Gmina Lubowidz is an urban-rural gmina (administrative district) in Żuromin County, Masovian Voivodeship, in east-central Poland. Its seat is the town of Lubowidz, which lies approximately 7 km north-west of Żuromin and 127 km north-west of Warsaw.

The gmina covers an area of 190.81 km2, and as of 2006 its total population is 7,339.

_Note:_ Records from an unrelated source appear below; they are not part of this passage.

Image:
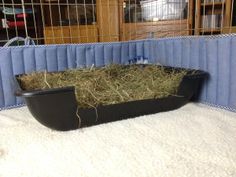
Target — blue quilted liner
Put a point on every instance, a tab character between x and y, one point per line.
214	54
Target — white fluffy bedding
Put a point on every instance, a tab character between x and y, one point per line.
195	141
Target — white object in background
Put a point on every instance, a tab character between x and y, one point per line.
4	23
162	9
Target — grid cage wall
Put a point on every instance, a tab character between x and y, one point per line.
88	21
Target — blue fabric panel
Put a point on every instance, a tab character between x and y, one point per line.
140	49
194	54
232	80
223	72
132	50
7	75
116	53
90	54
177	54
125	53
161	52
80	57
169	52
40	59
186	47
203	66
18	61
29	60
212	68
99	55
51	58
147	47
62	58
71	56
2	102
19	66
108	54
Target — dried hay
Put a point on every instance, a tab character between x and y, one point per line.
111	84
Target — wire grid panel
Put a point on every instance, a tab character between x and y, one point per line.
88	21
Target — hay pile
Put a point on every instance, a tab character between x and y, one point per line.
109	85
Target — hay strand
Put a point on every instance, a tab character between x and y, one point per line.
111	84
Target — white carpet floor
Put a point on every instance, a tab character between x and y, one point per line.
193	141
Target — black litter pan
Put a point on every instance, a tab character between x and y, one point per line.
58	109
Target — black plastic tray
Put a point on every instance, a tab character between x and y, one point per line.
58	109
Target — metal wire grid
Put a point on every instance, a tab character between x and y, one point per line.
137	19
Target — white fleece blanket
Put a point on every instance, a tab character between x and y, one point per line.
193	141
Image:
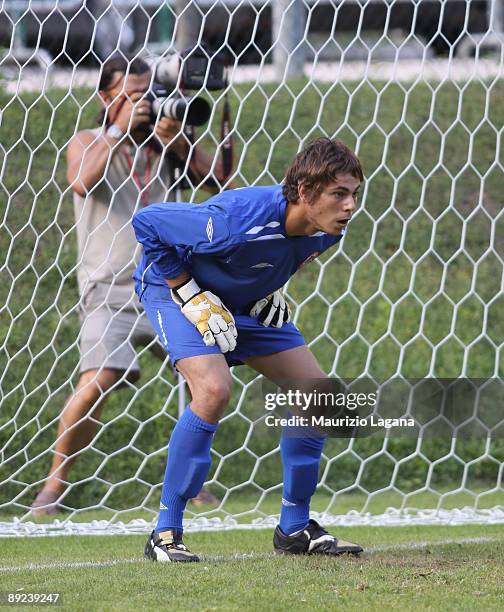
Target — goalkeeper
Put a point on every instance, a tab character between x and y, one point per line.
210	281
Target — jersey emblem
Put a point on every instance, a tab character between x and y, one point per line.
210	229
309	259
262	264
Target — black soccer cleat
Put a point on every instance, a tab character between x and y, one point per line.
168	546
314	540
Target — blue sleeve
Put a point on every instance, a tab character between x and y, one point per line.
162	227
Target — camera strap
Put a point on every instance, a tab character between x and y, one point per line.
145	188
226	140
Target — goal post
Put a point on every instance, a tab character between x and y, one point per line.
413	294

The gmina contains part of the protected area called Górzno-Lidzbark Landscape Park.

==Villages==
Gmina Lubowidz contains the villages and settlements of Bądzyn, Biały Dwór, Cieszki, Dziwy, Galumin, Goliaty, Huta, Jasiony, Kaleje, Kipichy, Konopaty, Kozilas, Łazy, Lisiny, Lubowidz, Majdany-Leśniczówka, Mały Las, Mleczówka, Obórki, Osówka, Pątki, Pątki-Ośniak, Pątki-Pieńki, Płociczno, Przerodki, Przerodki-Kosmal, Purzyce, Ruda, Ruda Kurzyska, Rynowo, Sinogóra, Sinogóra-Psota, Sinogóra-Rozwozinek, Straszewy, Suchy Grunt, Syberia, Syberia-Wapniska, Sztok, Toruniak, Wronka, Wylazłowo, Żarnówka, Zatorowizna, Zatorowizna-Kresy, Zdrojki-Chojnowo, Zdrojki-Piegowo, Żelaźnia and Zieluń.

==Neighbouring gminas==
Gmina Lubowidz is bordered by the gminas of Górzno, Kuczbork-Osada, Lidzbark, Lutocin, Skrwilno, Świedziebnia and Żuromin.